Mi memoria se enreda esta noche en otras noches de hospital. Ahora veo a mis dos hijos, Mario y Lucía, nacidos sietemesinos después de un ajetreado viaje en la madrugada desde un pueblecito de la cuenca del río Narcea, en Asturias, en donde entonces ocupábamos la casa del maestro. Sietemesinos con el exiguo peso de apenas un brick de leche. Ambos en incubadoras, rodeados de cables que conectaban a una pantalla que daba cuenta de unas constantes vitales exiguas, especialmente la que procedía de aquel cuerpo minúsculo de Mario al que apenas le daban una esperanza de vida del treinta por ciento. Esa terrible incertidumbre de vivir noche tras noche con el corazón en un puño pendientes de un monitor.
El ruido de hoy en la habitación del hospital no va más allá de aquel que emite el aire acondicionado. Mario está tranquilo y es posible que mañana o pasado mañana vuelva a casa con su hijo. Es medianoche y la enfermera me ha dicho que no hay novedad, no vuelve hasta las siete de la mañana. Podría dormir, pero hago guardia con la esperanza de que alguno de esos instantes prófugos, que decía Argullol, vengan a visitarme. Estoy convencido de que somos deficitarios de instantes de nuestro pasado que sólo se ofrecen en momentos y circunstancias muy especiales. Como la de hoy. Y creo que deberíamos ser justos con nuestra propia vida cuando algo desanimados nos visita el pesimismo o la melancolía. Hoy leía una entrada de Julio Gosan de un pesimismo que me hizo pensar en ello. Pedro Mateo hoy mismo sacaba en un comentario a colación la física cuántica diciendo que una cosa puede ser otra o cientos de cosas al mismo tiempo, que ello es la propia superposición cuántica.

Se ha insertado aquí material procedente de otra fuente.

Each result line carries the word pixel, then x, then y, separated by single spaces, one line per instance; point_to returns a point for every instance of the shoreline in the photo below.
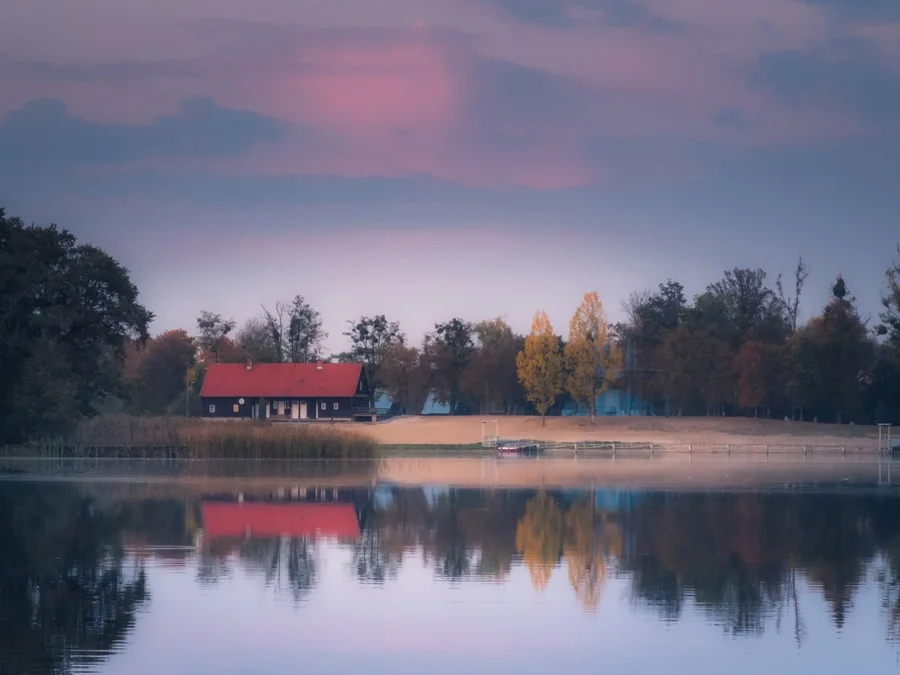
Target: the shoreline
pixel 662 432
pixel 662 473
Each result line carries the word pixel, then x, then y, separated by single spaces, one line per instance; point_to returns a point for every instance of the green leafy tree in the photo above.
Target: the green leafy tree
pixel 67 311
pixel 490 376
pixel 448 350
pixel 539 365
pixel 295 331
pixel 255 339
pixel 592 358
pixel 370 338
pixel 159 378
pixel 212 331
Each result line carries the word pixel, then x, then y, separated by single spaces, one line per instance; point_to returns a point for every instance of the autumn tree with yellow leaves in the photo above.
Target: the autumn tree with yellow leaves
pixel 539 365
pixel 539 538
pixel 592 359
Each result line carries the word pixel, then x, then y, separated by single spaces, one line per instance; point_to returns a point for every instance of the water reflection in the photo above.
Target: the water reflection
pixel 68 594
pixel 74 559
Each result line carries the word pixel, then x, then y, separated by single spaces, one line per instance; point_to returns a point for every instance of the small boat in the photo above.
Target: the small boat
pixel 516 448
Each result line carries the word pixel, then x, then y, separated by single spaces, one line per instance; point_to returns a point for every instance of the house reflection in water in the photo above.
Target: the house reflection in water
pixel 276 534
pixel 309 513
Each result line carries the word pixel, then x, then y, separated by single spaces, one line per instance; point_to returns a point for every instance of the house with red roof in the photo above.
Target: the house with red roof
pixel 287 391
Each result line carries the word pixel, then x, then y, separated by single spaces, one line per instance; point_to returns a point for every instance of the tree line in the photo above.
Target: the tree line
pixel 74 342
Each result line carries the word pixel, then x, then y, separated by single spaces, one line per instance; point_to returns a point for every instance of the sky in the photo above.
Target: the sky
pixel 427 159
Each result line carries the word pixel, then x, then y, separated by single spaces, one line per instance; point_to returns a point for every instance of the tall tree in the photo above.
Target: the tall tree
pixel 295 331
pixel 161 374
pixel 67 311
pixel 752 309
pixel 255 338
pixel 448 350
pixel 370 338
pixel 305 335
pixel 846 352
pixel 751 382
pixel 405 377
pixel 212 330
pixel 792 304
pixel 490 376
pixel 539 365
pixel 592 359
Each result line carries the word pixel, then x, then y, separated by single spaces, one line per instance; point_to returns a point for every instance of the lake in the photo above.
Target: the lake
pixel 444 566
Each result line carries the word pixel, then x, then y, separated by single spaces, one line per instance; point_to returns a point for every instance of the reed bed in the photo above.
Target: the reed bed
pixel 180 438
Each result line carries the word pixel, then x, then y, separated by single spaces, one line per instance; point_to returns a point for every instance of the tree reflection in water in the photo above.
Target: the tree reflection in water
pixel 68 593
pixel 745 561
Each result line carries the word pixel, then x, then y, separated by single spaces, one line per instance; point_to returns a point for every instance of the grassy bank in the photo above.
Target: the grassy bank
pixel 177 437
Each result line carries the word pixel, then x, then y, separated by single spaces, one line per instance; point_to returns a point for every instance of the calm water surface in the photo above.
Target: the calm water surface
pixel 329 576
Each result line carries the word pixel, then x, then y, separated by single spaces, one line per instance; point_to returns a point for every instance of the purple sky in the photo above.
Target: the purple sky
pixel 431 158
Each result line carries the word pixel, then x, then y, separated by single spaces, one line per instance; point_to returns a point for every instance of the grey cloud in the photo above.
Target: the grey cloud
pixel 730 117
pixel 877 10
pixel 848 74
pixel 616 13
pixel 43 139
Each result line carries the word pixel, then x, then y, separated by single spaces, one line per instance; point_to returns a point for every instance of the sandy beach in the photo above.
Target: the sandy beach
pixel 426 430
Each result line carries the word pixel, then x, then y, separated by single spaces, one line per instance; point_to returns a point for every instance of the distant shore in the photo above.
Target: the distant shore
pixel 446 432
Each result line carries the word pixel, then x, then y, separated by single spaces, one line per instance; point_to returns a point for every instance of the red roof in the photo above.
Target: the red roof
pixel 290 380
pixel 263 519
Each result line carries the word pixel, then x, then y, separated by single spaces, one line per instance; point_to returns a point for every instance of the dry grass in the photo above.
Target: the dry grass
pixel 441 430
pixel 200 439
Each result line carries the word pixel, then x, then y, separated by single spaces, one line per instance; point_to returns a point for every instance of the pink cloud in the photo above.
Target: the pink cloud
pixel 390 90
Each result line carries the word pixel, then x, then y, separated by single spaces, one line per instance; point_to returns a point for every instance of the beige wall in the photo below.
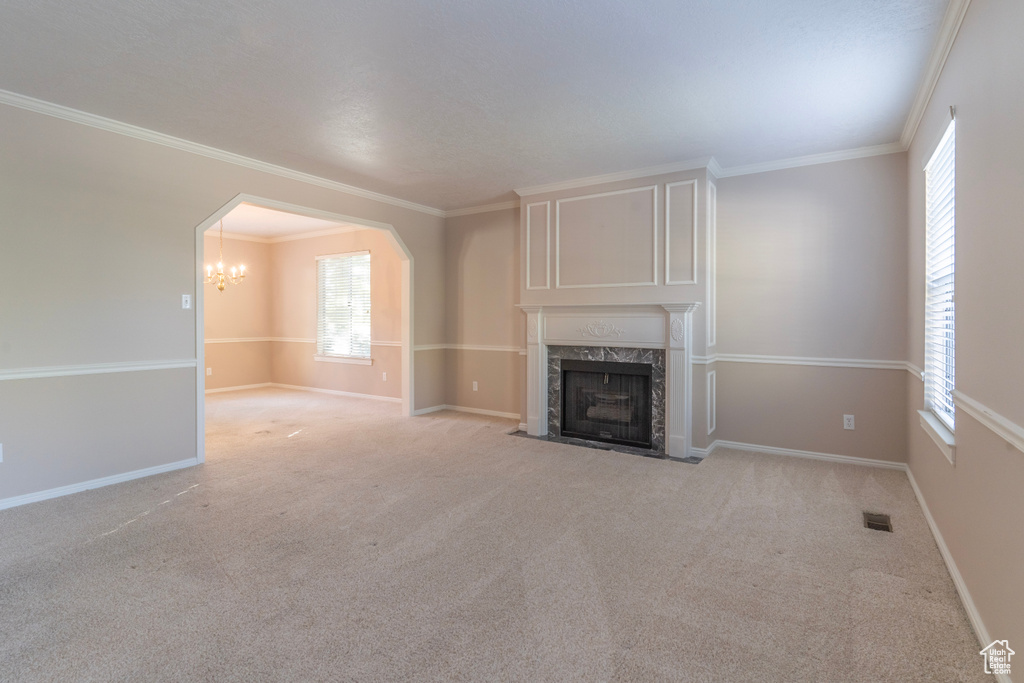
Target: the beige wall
pixel 278 304
pixel 802 408
pixel 977 504
pixel 812 261
pixel 811 264
pixel 116 216
pixel 482 287
pixel 294 315
pixel 241 311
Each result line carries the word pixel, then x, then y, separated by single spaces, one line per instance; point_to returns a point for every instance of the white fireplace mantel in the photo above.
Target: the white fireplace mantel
pixel 668 327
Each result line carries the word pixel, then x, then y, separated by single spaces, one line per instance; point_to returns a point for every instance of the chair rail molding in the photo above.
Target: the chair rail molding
pixel 1004 427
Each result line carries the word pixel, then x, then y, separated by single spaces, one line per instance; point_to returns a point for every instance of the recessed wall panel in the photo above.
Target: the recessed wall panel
pixel 680 232
pixel 538 246
pixel 606 240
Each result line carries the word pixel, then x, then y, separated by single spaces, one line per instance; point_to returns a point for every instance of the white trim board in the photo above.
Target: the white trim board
pixel 128 130
pixel 668 232
pixel 1003 427
pixel 805 360
pixel 547 247
pixel 468 347
pixel 965 595
pixel 691 165
pixel 241 387
pixel 810 455
pixel 812 160
pixel 93 369
pixel 335 392
pixel 463 409
pixel 485 208
pixel 94 483
pixel 951 20
pixel 243 340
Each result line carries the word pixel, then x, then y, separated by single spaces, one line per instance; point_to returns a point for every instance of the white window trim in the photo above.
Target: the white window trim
pixel 938 423
pixel 943 438
pixel 348 359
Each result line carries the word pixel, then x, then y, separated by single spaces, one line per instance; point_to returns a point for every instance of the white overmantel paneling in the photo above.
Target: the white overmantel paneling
pixel 629 242
pixel 667 326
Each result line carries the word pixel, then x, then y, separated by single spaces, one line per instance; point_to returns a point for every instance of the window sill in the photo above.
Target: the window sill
pixel 350 359
pixel 940 434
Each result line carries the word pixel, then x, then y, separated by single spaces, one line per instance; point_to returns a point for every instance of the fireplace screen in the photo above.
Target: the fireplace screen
pixel 606 401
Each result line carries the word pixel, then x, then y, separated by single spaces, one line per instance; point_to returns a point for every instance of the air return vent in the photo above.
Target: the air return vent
pixel 878 521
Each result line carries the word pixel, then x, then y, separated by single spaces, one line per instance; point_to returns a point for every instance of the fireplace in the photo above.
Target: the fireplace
pixel 630 409
pixel 607 401
pixel 658 335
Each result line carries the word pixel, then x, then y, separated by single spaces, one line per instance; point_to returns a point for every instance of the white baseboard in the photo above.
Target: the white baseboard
pixel 480 411
pixel 335 392
pixel 828 457
pixel 475 411
pixel 972 611
pixel 93 483
pixel 241 387
pixel 432 409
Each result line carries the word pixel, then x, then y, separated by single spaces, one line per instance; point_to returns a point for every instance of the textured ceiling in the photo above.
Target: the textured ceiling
pixel 268 223
pixel 454 103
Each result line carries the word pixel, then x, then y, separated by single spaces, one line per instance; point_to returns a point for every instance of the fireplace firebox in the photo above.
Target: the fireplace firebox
pixel 606 401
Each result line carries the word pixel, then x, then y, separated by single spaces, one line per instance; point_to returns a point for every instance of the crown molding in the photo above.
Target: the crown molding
pixel 110 125
pixel 714 168
pixel 955 11
pixel 690 165
pixel 213 232
pixel 812 160
pixel 485 208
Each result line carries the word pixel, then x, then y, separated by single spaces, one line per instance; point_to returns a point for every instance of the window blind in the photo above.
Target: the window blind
pixel 940 175
pixel 343 305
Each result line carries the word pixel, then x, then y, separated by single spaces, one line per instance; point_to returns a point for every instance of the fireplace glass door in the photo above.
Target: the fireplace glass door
pixel 606 401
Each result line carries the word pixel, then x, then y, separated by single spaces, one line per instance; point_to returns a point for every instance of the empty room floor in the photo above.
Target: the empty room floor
pixel 331 539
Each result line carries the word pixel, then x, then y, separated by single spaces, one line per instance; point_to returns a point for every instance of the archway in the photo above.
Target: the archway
pixel 396 244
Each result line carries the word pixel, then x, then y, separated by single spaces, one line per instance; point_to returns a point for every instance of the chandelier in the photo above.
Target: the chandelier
pixel 220 279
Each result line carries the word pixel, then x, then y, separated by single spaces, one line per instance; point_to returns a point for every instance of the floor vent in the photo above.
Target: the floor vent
pixel 878 521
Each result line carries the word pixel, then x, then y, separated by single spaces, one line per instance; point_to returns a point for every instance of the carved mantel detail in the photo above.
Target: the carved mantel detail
pixel 600 330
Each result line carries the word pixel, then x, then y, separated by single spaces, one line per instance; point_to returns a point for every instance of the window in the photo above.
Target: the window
pixel 940 176
pixel 343 306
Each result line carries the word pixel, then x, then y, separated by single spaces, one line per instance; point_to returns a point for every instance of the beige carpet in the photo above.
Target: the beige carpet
pixel 330 539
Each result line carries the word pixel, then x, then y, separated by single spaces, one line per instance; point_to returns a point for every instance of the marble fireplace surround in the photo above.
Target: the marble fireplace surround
pixel 650 356
pixel 593 330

Le contestaba que yo no entiendo nada de eso de la física cuántica y que por tanto me viene ancha, sin embargo creo recordar que algo tiene que ver con la idea de que en este mismo momento se están dando todos los hechos de la historia, el Imperio Romano, la Edad Media, nuestra infancia o la pervivencia del hombre de Cromagnon. Ni idea de cómo se puede comer eso. Situarnos exclusivamente en el final de la línea del tiempo y mirar desde ahí para atrás al modo de Jorge Manrique y su copla, algo parecido a lo que hace Julio, no hace justicia a esa concepción de la vida de quien la mira entera desde la visión de superposición cuántica de que hablaba Pedro, sólo que en este caso referida al tiempo. Si nuestras neuronas no tuvieran esa predisposición a languidecer, y con ello nuestra memoria, quizás cerrando los ojos fuéramos capaces de experimentar esa superposición del tiempo y percibirnos a la vez hoy mismo en la noche del hospital a la vez que con el chupete en la boca de cuando éramos bebés.